Rich Adamczyk, Sid, Matt Albert, and Lynn Avery on the Thunderbolt after the December 2008 ice storms.
The Thunderbolt was built in 1934 by a few dozen men of the 107th Company of the Civilian Conservation Corps. Major races ceased on the Thunderbolt by the late 40’s. Collegiate races went kaput by the late 50’s. And the Thunderbolt’s use a downhill ski racing trail last occurred in the mid 60’s during Williams College’s winter carnival. Throughout its decades of use, both official and unofficial, the Thunderbolt has always had its caretakers; groups of individuals who kept the legendary trail in race ready condition, or, in the post 1960’s, at least decent enough for a few wild and unsavory runs every year.
The original care takers: men of the 107th CCC Company.
But keeping the trail in decent condition and preparing it for its 75th anniversary downhill ski race are two very different things. Like an overweight baby-boomer who hadn’t exercised in 30 years, disuse had allowed the Thunderbolt to grow thick and heavy. And getting it back in race shape was going to take a long and arduous effort….and maybe even a little pain. But thanks to the back breaking work of our club members, the Thunderbolt is now starting to look like it did back in the 40’s. Dozens of members have showed up over the summer and fall during our various work efforts on the trail, and to these individuals we owe our thanks. But three men stand out in particular when it comes to dedicated and tireless work on the Thunderbolt. Josh Chittenden, Rich Adamczyk, and Conrad Sidway have spent more time maintaining the Thunderbolt than anybody I know.

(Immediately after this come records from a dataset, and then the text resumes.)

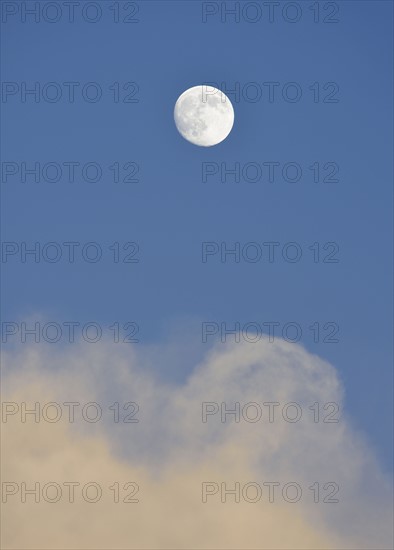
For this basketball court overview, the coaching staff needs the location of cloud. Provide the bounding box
[2,340,392,550]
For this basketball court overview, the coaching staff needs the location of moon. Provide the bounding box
[174,85,234,147]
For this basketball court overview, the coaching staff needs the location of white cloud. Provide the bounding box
[2,340,392,550]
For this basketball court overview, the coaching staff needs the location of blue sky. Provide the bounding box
[2,1,393,480]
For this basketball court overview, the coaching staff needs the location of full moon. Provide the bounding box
[174,85,234,147]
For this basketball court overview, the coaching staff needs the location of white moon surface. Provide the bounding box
[174,85,234,147]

Josh and Rich, being of younger age and limber tendons, also ski the trail every winter more than anybody I know, to the tune of 30 to 40 runs per year. These guys are dedicated to the trail in ways that most can’t imagine. They know every tree, every turn, every rocky outcropping like the back of their pole-saws. These guys are good! They are the embodiment of that old-fashioned, sedulous work ethic and devotion that are retold in stories about “the good old days.” Because of their efforts in organizing and leading various work crews, the Thunderbolt was cleared last year after the December ice storms in a just a few weeks. Anybody who made even one run on the Thunderbolt last year did so because of a handful of Thunderbolt Ski Runners. And due to their continued diligence leading work parties onto the slopes of Greylock this past summer and fall, the Thunderbolt is now almost as fit and trim as it was in its prime. As the 2009-2010 ski seasons approaches, and as we make final preparations for the 2010 75th Anniversary Race on the Thunderbolt, I thought it would be nice to take a moment and acknowledge the work done by these modern care-takers of the Thunderbolt through this photo-essay.
John Armstrong, Rich Adamczyk, and Sid on the Thunderbolt’s Big Schuss.
Thunderbolt Ski Runners prepare a telephone pole for transport to the Thunderbolt.
Josh Chittenden pulls a pole up to the new bridge location.
Reattaching the pole after it slips off for the 5th time on its way up…
While the poles are en route the old bridge is prepped for removal.
Finally the poles arrive on location…
Using the truck’s winch to set the poles in position.
Using elbow grease and backbone to make final adjustments.
The PT decking is readied for shipment.
John Armstrong and Rich Adamczyk screw the decking in place.
The decking is complete.
Care takers of the Thunderbolt – Sid, Josh, and Rich put the finishing touches on the bridge.
Rich Adamczyk, John Armstrong, Josh Chittenden, and Chris Samson on the new bridge.
Sid on the Thunderbolt…exactly where he wants to be.